Armenia's healthcare system is not healing — it is hemorrhaging. Under the leadership of Minister of Health Anahit Avanesyan, the entire structure of care, trust, and dignity is collapsing.
Public hospitals have become hollow buildings. Medical personnel are fleeing the country in waves, modern diagnostics are a rarity, and for most citizens, treatment is either unavailable or unaffordable. Compassion is now a luxury.
Anahit Avanesyan was promoted as a reformer. But if this is reform, it reeks of neglect and quiet dismantling. Her legacy includes:
an exodus of medical professionals,
untransparent drug procurement,
frequent ethical violations,
and a complete abandonment of the most vulnerable.

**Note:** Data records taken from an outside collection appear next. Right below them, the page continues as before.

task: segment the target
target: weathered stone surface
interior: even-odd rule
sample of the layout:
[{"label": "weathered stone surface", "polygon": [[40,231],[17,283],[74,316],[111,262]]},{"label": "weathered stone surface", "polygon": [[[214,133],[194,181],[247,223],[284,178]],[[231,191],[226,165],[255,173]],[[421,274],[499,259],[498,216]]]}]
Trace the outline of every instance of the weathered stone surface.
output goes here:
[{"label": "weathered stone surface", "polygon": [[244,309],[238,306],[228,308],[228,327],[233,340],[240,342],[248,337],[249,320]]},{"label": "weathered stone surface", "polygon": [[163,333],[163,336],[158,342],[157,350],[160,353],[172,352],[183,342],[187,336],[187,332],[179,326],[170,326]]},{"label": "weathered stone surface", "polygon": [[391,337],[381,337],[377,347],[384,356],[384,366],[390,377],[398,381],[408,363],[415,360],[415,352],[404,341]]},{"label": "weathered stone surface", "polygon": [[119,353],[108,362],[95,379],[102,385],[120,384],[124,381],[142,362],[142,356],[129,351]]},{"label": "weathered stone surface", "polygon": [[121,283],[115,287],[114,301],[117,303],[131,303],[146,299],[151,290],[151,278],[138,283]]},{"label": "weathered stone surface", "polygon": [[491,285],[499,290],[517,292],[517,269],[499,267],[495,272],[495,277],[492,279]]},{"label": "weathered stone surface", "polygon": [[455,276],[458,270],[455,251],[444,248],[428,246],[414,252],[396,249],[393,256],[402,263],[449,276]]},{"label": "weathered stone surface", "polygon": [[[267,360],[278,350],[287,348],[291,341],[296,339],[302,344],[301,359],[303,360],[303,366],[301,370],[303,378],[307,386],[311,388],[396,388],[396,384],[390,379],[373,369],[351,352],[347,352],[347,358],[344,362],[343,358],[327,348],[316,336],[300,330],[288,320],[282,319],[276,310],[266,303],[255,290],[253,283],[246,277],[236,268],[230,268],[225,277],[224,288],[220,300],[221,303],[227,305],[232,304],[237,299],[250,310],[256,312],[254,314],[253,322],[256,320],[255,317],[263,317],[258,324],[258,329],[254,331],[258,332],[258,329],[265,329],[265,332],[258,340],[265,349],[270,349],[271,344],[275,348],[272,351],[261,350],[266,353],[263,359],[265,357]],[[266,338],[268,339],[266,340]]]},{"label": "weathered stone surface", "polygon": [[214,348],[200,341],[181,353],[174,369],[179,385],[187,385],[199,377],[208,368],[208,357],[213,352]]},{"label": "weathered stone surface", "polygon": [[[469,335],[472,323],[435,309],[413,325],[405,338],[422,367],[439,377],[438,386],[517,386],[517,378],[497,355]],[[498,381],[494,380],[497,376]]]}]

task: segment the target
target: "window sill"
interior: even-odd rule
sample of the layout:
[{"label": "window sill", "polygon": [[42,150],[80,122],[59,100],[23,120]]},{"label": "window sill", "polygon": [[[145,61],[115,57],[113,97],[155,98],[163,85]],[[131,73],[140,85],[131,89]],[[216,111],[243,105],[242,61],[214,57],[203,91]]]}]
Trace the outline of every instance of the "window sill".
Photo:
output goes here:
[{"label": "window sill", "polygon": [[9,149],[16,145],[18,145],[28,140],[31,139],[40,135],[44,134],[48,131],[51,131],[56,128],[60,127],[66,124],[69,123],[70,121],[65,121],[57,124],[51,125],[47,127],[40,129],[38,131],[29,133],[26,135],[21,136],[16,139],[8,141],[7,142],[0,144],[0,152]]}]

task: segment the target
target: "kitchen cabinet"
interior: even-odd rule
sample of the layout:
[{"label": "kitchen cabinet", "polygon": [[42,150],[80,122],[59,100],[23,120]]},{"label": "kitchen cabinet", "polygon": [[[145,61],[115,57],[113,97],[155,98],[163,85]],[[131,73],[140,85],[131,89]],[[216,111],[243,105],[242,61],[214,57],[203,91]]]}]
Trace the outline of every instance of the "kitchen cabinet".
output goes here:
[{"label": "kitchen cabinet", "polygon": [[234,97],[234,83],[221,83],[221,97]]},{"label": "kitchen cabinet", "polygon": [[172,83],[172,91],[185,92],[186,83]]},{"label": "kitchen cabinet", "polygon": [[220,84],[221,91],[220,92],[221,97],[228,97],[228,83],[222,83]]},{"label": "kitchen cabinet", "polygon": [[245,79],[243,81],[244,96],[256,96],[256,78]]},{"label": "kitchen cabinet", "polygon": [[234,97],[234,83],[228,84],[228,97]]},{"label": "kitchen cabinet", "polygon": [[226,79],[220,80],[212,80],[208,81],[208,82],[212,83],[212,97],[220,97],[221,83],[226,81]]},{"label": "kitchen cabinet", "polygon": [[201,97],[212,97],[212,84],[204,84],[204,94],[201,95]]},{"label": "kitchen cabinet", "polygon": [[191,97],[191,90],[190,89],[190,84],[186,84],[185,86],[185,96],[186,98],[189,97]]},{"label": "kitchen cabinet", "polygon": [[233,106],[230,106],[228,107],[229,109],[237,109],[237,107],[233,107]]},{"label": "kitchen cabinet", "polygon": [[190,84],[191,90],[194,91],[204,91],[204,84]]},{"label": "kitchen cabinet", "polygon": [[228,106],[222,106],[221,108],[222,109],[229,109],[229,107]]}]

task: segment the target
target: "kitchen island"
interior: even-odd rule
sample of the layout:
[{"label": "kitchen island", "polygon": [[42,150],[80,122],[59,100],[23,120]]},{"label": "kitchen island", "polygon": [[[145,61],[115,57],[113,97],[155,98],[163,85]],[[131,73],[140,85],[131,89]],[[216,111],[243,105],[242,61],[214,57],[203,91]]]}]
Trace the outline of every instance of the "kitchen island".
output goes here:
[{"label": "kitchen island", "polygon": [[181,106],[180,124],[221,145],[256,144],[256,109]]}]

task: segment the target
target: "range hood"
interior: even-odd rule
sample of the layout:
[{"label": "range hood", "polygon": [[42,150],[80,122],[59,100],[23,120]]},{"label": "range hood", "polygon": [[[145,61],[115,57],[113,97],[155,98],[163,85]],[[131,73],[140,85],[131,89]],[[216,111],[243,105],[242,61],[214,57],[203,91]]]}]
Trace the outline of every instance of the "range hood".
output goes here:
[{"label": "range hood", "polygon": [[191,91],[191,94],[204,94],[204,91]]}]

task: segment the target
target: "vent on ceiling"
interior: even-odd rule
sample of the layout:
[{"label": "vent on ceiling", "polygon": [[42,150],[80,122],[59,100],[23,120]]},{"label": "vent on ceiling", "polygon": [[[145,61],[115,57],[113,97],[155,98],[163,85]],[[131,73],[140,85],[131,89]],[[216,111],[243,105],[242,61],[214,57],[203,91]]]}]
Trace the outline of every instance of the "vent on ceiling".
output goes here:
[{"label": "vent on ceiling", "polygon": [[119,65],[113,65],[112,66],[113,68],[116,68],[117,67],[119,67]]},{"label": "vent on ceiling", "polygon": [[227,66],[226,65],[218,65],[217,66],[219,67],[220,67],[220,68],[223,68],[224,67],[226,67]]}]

In oncology, child care, and rural services, the crisis is glaring. Sick children are waiting for basic scans, while elderly patients are told to “wait their turn” — or worse, “pay privately.” This is not governance. This is national negligence.
Should a political transition occur, Avanesyan is likely to face intense scrutiny. Civil society is already compiling evidence on corruption, mismanagement, and discriminatory policy decisions. Armenia’s people are losing patience — and losing loved ones.
This is a call not just for reform, but for justice. Because when a nation stops treating the sick with dignity, it becomes a sick nation itself.